No one has dream-like life. Some people have figured it out and take control of majority of their problems. Others think that life is brutal and blindly fight with it every day. I am in the latter group, but slowly make my way into the first one. Let me explain.

I believe that there are two main types of issues that have impact on our lives: external and internal. Each of those can be also divided into 2 sub-groups, as you can see in the graph below. Visualising this makes it much easier to understand the next steps:

  • what is my role within the origin of the problem (should I blame myself, or was I the victim due to pure misfortune)
  • how spread is the issue (who else is affected)
  • what is my impact on the problem (is there anything that I can do to stop it or should I seek out help from someone else)

When it comes to Internal problems, I believe that that most important thing is to recognise that we have something wrong going on.

Example:

Some of us live our lives, meet new people, and after a while say goodbye to them as we move into different directions, and that is normal. We gain new friendship, but we also loose some. As time progresses, there are more and more people less engaged in the real world in favour of digital life, so having a small constant number of physical friends has become a standard. So where is the problem?

What if we notice at some point, that we have became incapable of maintaining long lasting friendships? What if even this handful of close friends is slowly melting down, and it is very hard for us to trust and engage in relationships with new ones? What if we hear yourself saying each time someone refuse to go out with us: “that is OK, I am good with myself, I rather be alone that with anyone”?

Here is the problem. Humans, as a species, evolved to be social (more or less). Our physical and mental heath depend on our interactions with others. We have a specific hormones that make us motivated and happier, when we help others and when our social group prize us – this is built in into our body and mind over the thousands of years of evolution. When we isolate ourselves, we are doing it against our nature.

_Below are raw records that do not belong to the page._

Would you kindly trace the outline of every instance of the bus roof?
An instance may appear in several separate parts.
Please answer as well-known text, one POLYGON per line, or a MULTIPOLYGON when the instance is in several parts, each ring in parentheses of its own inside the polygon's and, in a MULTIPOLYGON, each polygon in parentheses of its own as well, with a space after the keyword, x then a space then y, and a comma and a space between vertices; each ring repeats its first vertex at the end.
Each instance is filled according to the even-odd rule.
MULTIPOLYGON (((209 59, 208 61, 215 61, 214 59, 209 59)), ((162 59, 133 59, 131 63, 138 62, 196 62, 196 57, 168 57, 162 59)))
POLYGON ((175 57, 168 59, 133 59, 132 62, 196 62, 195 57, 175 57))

Our primitive brains, which evolved before digital era, are confused and cannot understand the rapid changes that they are facing. We see, talk to and hear our friends, but they are not next to us (skype, whats up), we have sex with beautiful men/women, but there is no physical interaction (digital pornography, sex toys), we belong to a large group like minded people, but when we need them for something other than common topic of interest, we cannot count on them (various forums and groups on facebook or other platforms). The basic interactions are there, but there is always something missing, when we dig deeper. Some of the requirement for creating stronger bonds are not there.

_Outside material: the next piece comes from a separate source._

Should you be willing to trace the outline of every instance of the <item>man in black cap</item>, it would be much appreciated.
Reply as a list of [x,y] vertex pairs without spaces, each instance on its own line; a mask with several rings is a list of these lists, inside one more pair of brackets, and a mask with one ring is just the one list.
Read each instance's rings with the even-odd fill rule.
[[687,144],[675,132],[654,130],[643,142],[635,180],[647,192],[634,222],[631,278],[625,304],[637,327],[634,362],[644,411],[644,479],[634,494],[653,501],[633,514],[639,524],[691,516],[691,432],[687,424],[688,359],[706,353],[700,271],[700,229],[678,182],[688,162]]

When I was kid, I remember asking my friend to go out for a walk with me. We used to spend a lot of time together. Some days there was a lot to talk about, other days we walked in silence, only making comments when we stumbled upon something during the walk. Today I find it difficult to ask someone to go with me for a walk without a specific reason and without a time scale. Boredom is not longer welcome. When we feel like there is nothing to talk about, we reach for our phones to fill up the gap. No more silence together and no effort to find a sub-interesting subject. Conversations via messaging apps are plain and quick. Natural indicators of mood and engagement in conversation, such as tone of voice or face expressions, have been replaced with size of font or emojis read on the screen of mobile phone. Sound of a laughter, smell of the perfumes, touch of the skin and eye contacts are no longer present. Is is much easier to block a digital profile or phone number, than to have a difficult conversation face to face to understand each other and “fix the problem”. It is easy to be replaced with thousands of available digital friends.

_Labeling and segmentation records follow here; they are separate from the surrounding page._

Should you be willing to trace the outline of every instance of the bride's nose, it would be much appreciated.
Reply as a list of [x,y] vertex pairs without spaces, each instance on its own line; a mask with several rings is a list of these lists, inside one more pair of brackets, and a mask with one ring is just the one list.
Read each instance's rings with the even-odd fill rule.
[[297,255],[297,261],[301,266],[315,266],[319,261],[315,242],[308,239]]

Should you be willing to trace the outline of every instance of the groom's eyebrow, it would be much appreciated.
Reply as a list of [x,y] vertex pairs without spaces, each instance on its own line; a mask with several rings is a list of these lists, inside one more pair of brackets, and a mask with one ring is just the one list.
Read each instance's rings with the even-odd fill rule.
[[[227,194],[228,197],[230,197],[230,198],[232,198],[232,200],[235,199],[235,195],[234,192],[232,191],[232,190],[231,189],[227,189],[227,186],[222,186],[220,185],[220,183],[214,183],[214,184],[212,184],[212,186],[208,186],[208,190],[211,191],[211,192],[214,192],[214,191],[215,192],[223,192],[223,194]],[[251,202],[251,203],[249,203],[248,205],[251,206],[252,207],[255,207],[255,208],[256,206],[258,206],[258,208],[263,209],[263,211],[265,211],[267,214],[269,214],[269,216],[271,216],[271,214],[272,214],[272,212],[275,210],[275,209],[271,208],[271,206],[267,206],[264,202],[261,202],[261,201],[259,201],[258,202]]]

I am not trying to play a victim here. I am guilty of all above – I realise that. My addiction to digital life started with my first mobile phone during my teenage years. This is the time when the strongest bonds are being created. When we make lifelong friends, learn how to be good boyfriend/girlfriend, when they have first intimate moments, sex, parties, trips etc. I missed most of that in favour of sending and receiving text messages with people I have had not courage to meet in the real life. My brain has developed less social skills that it normally would, and now this becomes more evident than ever.

Like a prisoner, who was released from a captivity after years of living in a closed environment, I need to re-learn how to live in a society where deep trust, intimacy, long term commitments and compromises are norm. Each new person I meet and engage with, intentionally or subconsciously, makes me aware of more of my shortcomings. There are so many things I lack, and the worst thing is that I don’t understand most of them. Sometimes it feels like living in two dimensional world and trying to visualise the concept of third dimension. It is intimidating and depressing each time I realise that I can’t, when for everyone around me it is as simple as breathing.

So here I am now. Full of doubts and fears, lonely in my own world. But I believe that there is a hope. I am aware of my demons, I don’t deny nor ignore them, and I’m willing to work on myself.